Perhaps its the after effects of an unusually deep Sunday night sleep, or maybe it's the knowledge that it's going to be a big week (what with option expiry and everything), but Macro Man's brain still feels slightly groggy so far this morning.
In a way, he feels like Odysseus, tempted by the siren song of a weak opening in stocks. While his brain is screaming "sell! sell! sell!" like Randolph and Mortimer Duke, thus far Macro Man has lashed himself to the mast-head of responsible risk management, trading the noise until the opening price action resolves itself into signal.
To be sure, the newsflow has been broadly bearish thus far. CIT looks to be on the brink of imminent demise- well, they would be if we didn't live in a world where anyone larger than an eight-year-old's lemonade stand wasn't deemed "too big to fail."

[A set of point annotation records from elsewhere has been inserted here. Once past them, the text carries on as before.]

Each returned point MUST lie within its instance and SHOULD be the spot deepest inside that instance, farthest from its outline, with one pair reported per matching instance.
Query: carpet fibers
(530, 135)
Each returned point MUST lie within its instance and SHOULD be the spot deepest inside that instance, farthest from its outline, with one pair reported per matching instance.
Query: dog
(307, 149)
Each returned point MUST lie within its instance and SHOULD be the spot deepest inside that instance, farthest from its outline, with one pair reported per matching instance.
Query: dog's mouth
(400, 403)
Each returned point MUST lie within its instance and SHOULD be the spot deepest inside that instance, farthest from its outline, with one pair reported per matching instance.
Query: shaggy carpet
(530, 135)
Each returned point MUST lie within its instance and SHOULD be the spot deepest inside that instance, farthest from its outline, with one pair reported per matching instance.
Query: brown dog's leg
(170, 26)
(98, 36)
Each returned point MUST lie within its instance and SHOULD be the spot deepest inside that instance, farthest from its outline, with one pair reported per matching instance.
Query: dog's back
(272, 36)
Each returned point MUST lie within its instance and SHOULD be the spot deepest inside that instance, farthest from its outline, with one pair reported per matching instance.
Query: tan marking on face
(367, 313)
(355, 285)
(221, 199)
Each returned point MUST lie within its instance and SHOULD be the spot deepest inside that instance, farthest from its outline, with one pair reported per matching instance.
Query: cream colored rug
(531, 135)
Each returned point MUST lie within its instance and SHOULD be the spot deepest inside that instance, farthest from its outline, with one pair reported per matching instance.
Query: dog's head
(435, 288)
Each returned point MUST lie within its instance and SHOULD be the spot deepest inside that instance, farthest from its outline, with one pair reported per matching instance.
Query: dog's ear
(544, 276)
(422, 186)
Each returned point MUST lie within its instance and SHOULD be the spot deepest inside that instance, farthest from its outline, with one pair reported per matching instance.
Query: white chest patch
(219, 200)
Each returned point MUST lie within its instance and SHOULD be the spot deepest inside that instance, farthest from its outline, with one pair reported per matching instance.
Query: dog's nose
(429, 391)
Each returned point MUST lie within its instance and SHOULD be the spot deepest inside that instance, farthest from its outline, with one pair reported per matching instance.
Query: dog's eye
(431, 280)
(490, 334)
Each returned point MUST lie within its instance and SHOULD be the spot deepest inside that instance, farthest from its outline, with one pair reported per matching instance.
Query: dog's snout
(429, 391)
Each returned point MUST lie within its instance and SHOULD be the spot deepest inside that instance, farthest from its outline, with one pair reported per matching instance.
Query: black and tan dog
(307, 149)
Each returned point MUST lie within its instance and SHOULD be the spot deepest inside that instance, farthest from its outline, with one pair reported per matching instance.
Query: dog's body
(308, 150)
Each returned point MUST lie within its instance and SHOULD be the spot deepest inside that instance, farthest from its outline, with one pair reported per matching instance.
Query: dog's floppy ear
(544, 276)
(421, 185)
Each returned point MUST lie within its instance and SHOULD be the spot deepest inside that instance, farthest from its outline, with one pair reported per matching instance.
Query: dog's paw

Meanwhile, the big banks have confirmed that they won't accept Arnie bucks any more, leaving some in California scrambling. Hmmm....will Vegas do an over/under on when the Federales ride to the rescue and guarantee all of California's debts?
Anyhow, more viscerally, it looks like Lloyds will be writing down another mountain of turds this quarter. Man, that's sooooo 2008! That commerical property has led the losses is particularly telling, given that US bank earnings kick off tomorrow with the mighty GS. One of the reasons for ongoing bearishness and scepticism over US financials has been the elephant in the room that is looming commerical property losses.
Of course, that's more of an issue for later in the year and into 2010. Of more immediate concern for the "all is well" crowd may be the renewed decline in that old chestnut, the Baltic Dry Index. While Macro Man pooh-poohed the significane of the rise earlier in the year, subsequent evidence clearly confirms that it foreshadowed a rally in equities and commodities. So we should perhaps pay some attention to the fact that it's tailed off again recently, particularly in light of the "commodity stock-piling is over for now" stories coming out of Beijing.
In that vein, it's intersting to observe that some heretofore resilient EM equity markets are reaching interesting technical junctures. Ship-building titan Korea, for example, made its highs of the year last Thursday. But it fell sharply today; much lower, and the KOSPI show could face cancellation.
More broadly, Macro Man was struck by a Bloomberg story today suggesting that EM stocks are now at their most expensive levels since October 2007. EM overweights have been a popular position, both according to record-high flows and anecdotal surveys from the likes of ML and CS.
Interestingly, the MSCI emerging markets index, proxied by the EEM ETF, has traced out a virtually identical head and shoulders pattern to those seen in more developed, "un-de-coupled" markets.
The difference, of course, is that the EEM has yet to break its neckline. If it were to do so, prompting an outflow of profit-taking, Macro Man can't help but wonder if that could be the much-discussed missing catalyst to send global stocks sharply lower.
(Yes, Macro Man's talking his book here.....but if you'd been long EM stocks for 30% and then saw them start to head lower in a haurry, wouldn't you wanna ring the register?)